4.2.1. Basic information. GPR55 is classified as a member of the class A retinoid-like receptors. Lysophosphatidylinositol (LPI) serves as a potent agonist for GPR55. Furthermore, GPR55 exhibits specific binding affinity for certain cannabinoid ligands, leading some researchers to propose its categorization as a cannabinoid type 3 receptor. However, numerous unresolved issues exist.

4.2.2. Signaling pathway. The physiological roles of GPR55 are currently not well understood. However, it is evident that GPR55 exhibits widespread distribution and is implicated in various physiological activities through its associated signaling pathways. Notably, GPR55 has been shown to couple with G12/13 and Gq proteins, thereby initiating a sequence of downstream signaling cascades [22].

4.2.3. Function. Its functionalities are multifaceted, and existing research has demonstrated its potential as a novel anti-diabetic target that could have favorable impacts on β-cell function and quality. Furthermore, empirical evidence indicates that the LPI/GPR55 axis contributes to pro-carcinogenic processes encompassing cell proliferation, differentiation, migration, invasion, and metastasis.

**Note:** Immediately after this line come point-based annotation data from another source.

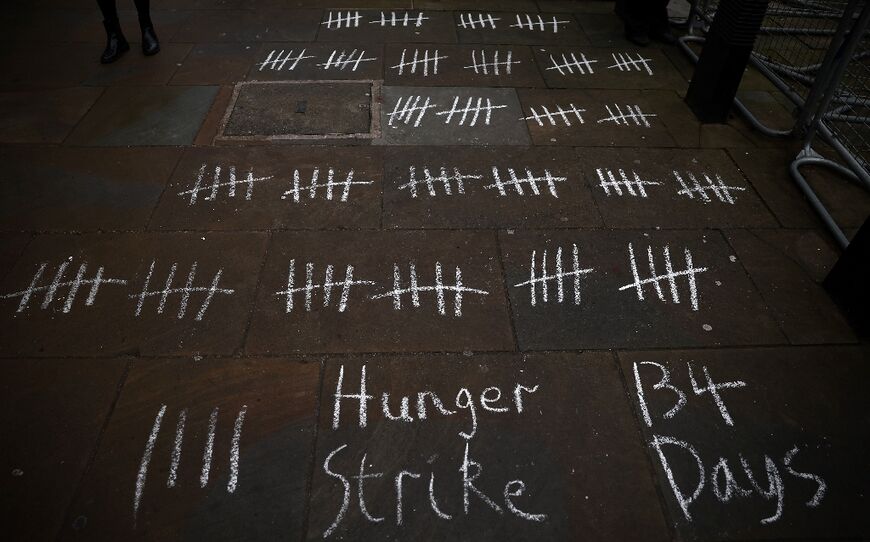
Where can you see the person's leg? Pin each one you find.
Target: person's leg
(150, 44)
(116, 44)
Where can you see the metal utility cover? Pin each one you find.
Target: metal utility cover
(269, 110)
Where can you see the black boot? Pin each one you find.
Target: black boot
(150, 45)
(116, 43)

This involvement is facilitated through G12/13 and Gq signaling pathways and is altered in various cancer cell types. Additionally, both GPR55 itself and its bioactive lipids are being explored as potential biomarkers for cancer diagnosis. Notably, an association has been established between elevated or heightened GPR55 expression and the aggressiveness of specific tumors, including acute myeloid leukemia, uveal melanoma, low-grade gliomas, and renal cancer. In the context of studies related to depression, investigations have revealed that the down-regulation of GPR55 expression in the hippocampus might mediate depression and anxiety-like phenotypes induced by chronic social defeat stress (CSDS). Conversely, the activation and up-regulation of GPR55 could potentially yield anti-inflammatory and subsequent neuroprotective effects, offering a prospective avenue for depression treatment. Remarkably, the GPR55 agonist O-1602 has shown significant efficacy in mitigating CSDS-induced depression and anxiety-like behaviors, along with the amelioration of neuroinflammatory and neurogenic deficits in the hippocampus [23].

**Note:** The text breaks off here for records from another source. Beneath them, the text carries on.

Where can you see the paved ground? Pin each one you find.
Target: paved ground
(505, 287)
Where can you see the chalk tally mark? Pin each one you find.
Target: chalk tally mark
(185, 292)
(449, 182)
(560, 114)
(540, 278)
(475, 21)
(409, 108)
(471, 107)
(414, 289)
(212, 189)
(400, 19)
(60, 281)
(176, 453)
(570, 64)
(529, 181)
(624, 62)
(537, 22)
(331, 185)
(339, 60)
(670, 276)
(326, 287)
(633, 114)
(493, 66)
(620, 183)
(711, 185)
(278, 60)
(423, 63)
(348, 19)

4.2.4. Research related to endogenous agonists. Lysophosphatidylinositol (LPI) exerts potent agonist activity on GPR55. It also exhibits specific binding affinity to certain cannabinoid ligands, prompting some researchers to consider it as a potential ligand for the cannabinoid type 3 receptor. However, this viewpoint is accompanied by unresolved issues. Notably, GPR55 lacks homology to the pro-CB1 and CB2 (cannabinoid receptor 1 and 2) receptors, and traditional cannabis binding sites are not identified [24]. The question of whether cannabis acts as an antagonist or agonist remains complex. Research has indicated that endogenous cannabinoids can function as both antagonists and activators of GPR55. Among these, analogs of cannabidiol have been identified as potent agonists of the GPR55 cannabinoid receptor, demonstrating EC50 values of 13, >30,000, and >30,000 nM for GPR55, CB1, and CB2 receptors, respectively. In vitro studies have revealed that this compound inhibits mouse osteoclast formation, stimulates osteoclast polarization and resorption, triggers Rho and ERK1/2 activation, and impedes the migration of human neutrophils.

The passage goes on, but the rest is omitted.